US challenging Australia in Japanese meat market

January 29, 1982

Australia is losing to American exporters part of the Japanese meat market it has traditionally dominated.

Part of the problem for the Australians is that they will sell only entire carcasses, while Americans are happy to sell the selected cuts Japanese consumers like.

Australians' domination of the Japanese beef market has included everything from ground steak to expensive cuts. But their beef comes from cattle that graze on grass, the same beef Australians eat, and in the past five years the Japanese have acquired a taste for corn-fed beef.

The Australians have tried to meet the demand. Like Americans, Australians also raise corn-fed cattle, but almost exclusively for export. And because Australians don't want to pay high prices and eat the corn-fed beef themselves, they export only whole carcasses. This means they have no domestic market to fall back on when the Japanese only want certain cuts of corn-fed beef.

US exporters don't have the same problem.
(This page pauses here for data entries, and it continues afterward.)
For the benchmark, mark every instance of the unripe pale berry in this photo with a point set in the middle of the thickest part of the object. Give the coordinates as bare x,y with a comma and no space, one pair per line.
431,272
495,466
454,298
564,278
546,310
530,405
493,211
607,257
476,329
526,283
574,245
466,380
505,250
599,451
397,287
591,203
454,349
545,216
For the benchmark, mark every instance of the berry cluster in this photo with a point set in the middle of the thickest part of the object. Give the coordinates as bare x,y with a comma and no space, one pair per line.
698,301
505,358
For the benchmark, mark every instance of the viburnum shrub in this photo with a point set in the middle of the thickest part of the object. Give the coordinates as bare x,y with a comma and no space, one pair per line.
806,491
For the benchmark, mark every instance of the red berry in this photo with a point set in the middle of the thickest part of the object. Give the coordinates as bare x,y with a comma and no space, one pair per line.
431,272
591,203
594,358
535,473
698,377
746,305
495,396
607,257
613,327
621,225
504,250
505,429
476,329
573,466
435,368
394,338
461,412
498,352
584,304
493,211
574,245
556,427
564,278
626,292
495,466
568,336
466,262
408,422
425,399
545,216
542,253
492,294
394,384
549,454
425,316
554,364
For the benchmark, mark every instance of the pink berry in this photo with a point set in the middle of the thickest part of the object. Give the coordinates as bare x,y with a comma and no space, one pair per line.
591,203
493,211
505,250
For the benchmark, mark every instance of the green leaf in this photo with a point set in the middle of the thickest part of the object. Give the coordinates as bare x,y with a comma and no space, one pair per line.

What the Japanese won't buy can be sold at home.

The bottom line: a growing Japanese export market for US beef producers and a declining one for the Australians.

Recent talks between Japanese and Australian government officials led to assurances that Australia would continue to be a major supplier to Japan. But worried Australian producers noted the Japanese set no minimum import level.

Australian cattlemen are hoping the Japanese taste for corn-fed beef may have peaked - but apparently few in the industry really believe this.

In the year ending March 30, 1981, the latest period for which statistics are available, Australian beef exports to Japan dropped 8 percent, to 96,515 tons. US sales over the same period rose 10 percent, to 24,547 tons.

Neville McDonald, a Sydney-based spokesman for the Australian Meat and Livestock Corporation, a government agency, says, ''The key to the drop is at the top end of the market,'' where the choicest cuts of meat are sold.

He acknowledges that Australian officials are uncertain whether they will continue to lose out to US competitors.